On Solving Problems of Substantially Super-linear Complexity in $N^{o(1)}$ Rounds in the MPC Model
If local memory is small, parallel speedup hits a fundamental wall.
Andrzej Lingas has published a new theoretical result on arXiv that tackles a core question in parallel computing: how fast can we solve hard problems in a large cluster? The paper, submitted on May 5, 2026, studies the Massively Parallel Computing (MPC) model—the standard abstraction for MapReduce-style frameworks. Lingas asks whether problems with substantially super-linear polynomial-time sequential complexity (like many graph and optimization tasks) can be solved in a very small number of rounds (N^(o(1)), i.e., sub-polynomial in input size N).
His answer is nuanced but fundamental: if each machine does not have a relatively large local memory and the total number of machines does not exceed N, then the exponent of the average time complexity of local computation per machine per round must be strictly larger than the exponent of the problem's sequential time complexity. In plain terms, you can't magically shrink total work by adding more machines—each node must perform a disproportionately heavy computation each round. This places a provable lower bound on the trade-off between rounds, memory, and local work, with direct implications for the design of distributed algorithms in cloud computing, big data analytics, and AI training pipelines.
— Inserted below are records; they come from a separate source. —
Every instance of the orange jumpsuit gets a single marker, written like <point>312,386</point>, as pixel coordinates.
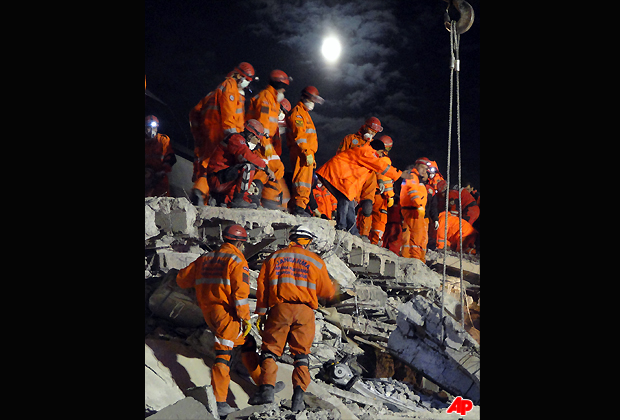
<point>379,208</point>
<point>158,159</point>
<point>302,141</point>
<point>222,283</point>
<point>289,283</point>
<point>367,192</point>
<point>213,118</point>
<point>453,242</point>
<point>325,201</point>
<point>413,196</point>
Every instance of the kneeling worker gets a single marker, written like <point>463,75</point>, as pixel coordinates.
<point>287,288</point>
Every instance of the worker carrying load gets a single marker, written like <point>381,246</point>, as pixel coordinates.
<point>233,165</point>
<point>288,287</point>
<point>158,159</point>
<point>216,116</point>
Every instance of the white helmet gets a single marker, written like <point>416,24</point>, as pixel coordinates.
<point>301,231</point>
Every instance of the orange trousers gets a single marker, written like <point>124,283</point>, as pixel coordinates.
<point>292,323</point>
<point>228,334</point>
<point>302,179</point>
<point>415,247</point>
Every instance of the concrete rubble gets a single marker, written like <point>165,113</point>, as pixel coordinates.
<point>387,325</point>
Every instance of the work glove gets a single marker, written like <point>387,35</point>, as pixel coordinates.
<point>260,321</point>
<point>381,186</point>
<point>248,326</point>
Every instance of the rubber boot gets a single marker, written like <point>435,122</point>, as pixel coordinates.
<point>239,203</point>
<point>223,409</point>
<point>264,395</point>
<point>298,400</point>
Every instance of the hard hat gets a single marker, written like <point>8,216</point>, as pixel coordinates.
<point>151,121</point>
<point>301,232</point>
<point>246,70</point>
<point>235,233</point>
<point>255,127</point>
<point>312,93</point>
<point>280,76</point>
<point>423,161</point>
<point>374,124</point>
<point>286,105</point>
<point>387,140</point>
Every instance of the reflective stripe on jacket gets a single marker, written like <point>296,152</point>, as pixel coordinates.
<point>220,277</point>
<point>292,275</point>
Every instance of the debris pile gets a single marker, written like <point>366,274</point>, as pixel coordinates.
<point>377,352</point>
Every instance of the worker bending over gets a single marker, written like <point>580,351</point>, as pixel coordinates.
<point>289,283</point>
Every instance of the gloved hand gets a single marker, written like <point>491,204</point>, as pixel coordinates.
<point>381,186</point>
<point>260,321</point>
<point>248,326</point>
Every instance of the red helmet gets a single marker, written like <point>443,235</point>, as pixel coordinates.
<point>424,161</point>
<point>312,93</point>
<point>387,140</point>
<point>280,76</point>
<point>246,70</point>
<point>235,233</point>
<point>286,105</point>
<point>149,120</point>
<point>255,127</point>
<point>374,124</point>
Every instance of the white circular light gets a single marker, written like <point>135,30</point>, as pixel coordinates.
<point>331,48</point>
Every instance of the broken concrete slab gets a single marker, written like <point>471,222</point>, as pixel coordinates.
<point>453,364</point>
<point>185,409</point>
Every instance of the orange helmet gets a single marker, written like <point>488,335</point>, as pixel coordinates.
<point>234,233</point>
<point>151,121</point>
<point>280,76</point>
<point>374,124</point>
<point>285,105</point>
<point>387,140</point>
<point>312,93</point>
<point>246,70</point>
<point>255,127</point>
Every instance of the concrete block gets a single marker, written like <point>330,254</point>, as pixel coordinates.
<point>186,409</point>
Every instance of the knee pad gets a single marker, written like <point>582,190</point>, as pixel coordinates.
<point>366,206</point>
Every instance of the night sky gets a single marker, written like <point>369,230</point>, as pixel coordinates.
<point>394,66</point>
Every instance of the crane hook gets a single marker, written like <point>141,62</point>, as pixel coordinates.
<point>466,19</point>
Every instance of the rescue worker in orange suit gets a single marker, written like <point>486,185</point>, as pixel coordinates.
<point>288,287</point>
<point>384,196</point>
<point>325,201</point>
<point>344,175</point>
<point>222,283</point>
<point>158,159</point>
<point>216,116</point>
<point>233,165</point>
<point>303,144</point>
<point>413,197</point>
<point>452,239</point>
<point>469,206</point>
<point>366,195</point>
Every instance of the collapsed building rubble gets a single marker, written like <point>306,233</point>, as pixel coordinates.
<point>388,316</point>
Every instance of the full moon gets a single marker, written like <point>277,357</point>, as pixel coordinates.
<point>331,48</point>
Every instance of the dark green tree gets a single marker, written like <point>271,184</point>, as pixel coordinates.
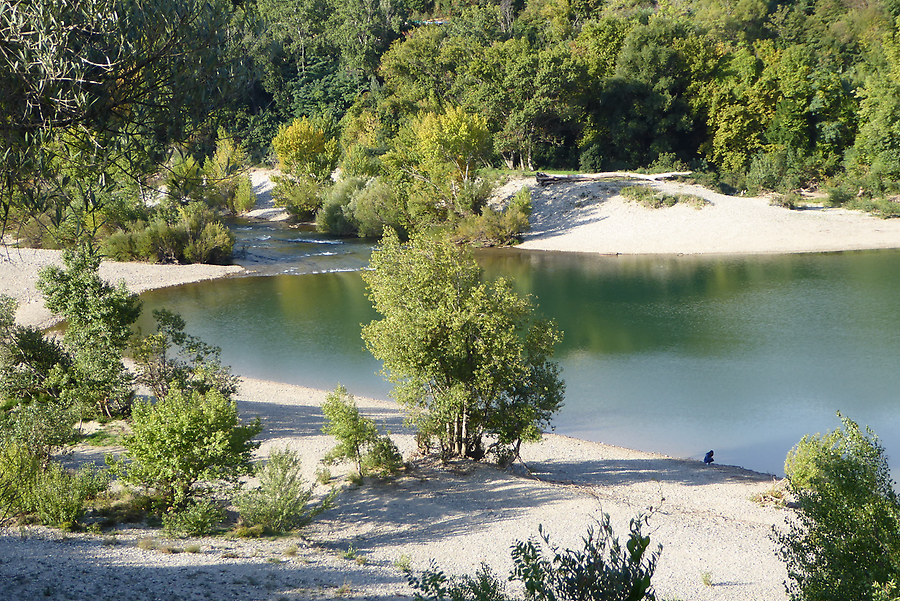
<point>846,538</point>
<point>94,91</point>
<point>99,317</point>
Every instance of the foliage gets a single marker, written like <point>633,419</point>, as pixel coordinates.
<point>357,437</point>
<point>602,570</point>
<point>198,518</point>
<point>466,359</point>
<point>228,187</point>
<point>303,150</point>
<point>18,471</point>
<point>302,197</point>
<point>57,497</point>
<point>845,541</point>
<point>194,365</point>
<point>192,233</point>
<point>335,216</point>
<point>98,91</point>
<point>41,428</point>
<point>377,206</point>
<point>281,502</point>
<point>32,366</point>
<point>99,317</point>
<point>185,444</point>
<point>497,228</point>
- Author Andrzej Lingas proves a trade-off in the MPC model for problems with super-linear complexity: if local memory is limited, the local computation per round must scale faster than the problem's sequential complexity exponent.
- The result applies when the number of machines is ≤ N (input size) and local memory is not relatively large, ruling out ultra-fast (N^(o(1)) round) solutions in many realistic settings.
- The paper covers 8 pages and intersects distributed computing, computational complexity, and data structures (ACM class F.2.2).
Why It Matters
Limits ultra-fast parallel algorithms, guiding engineers on realistic round-time trade-offs for big data clusters.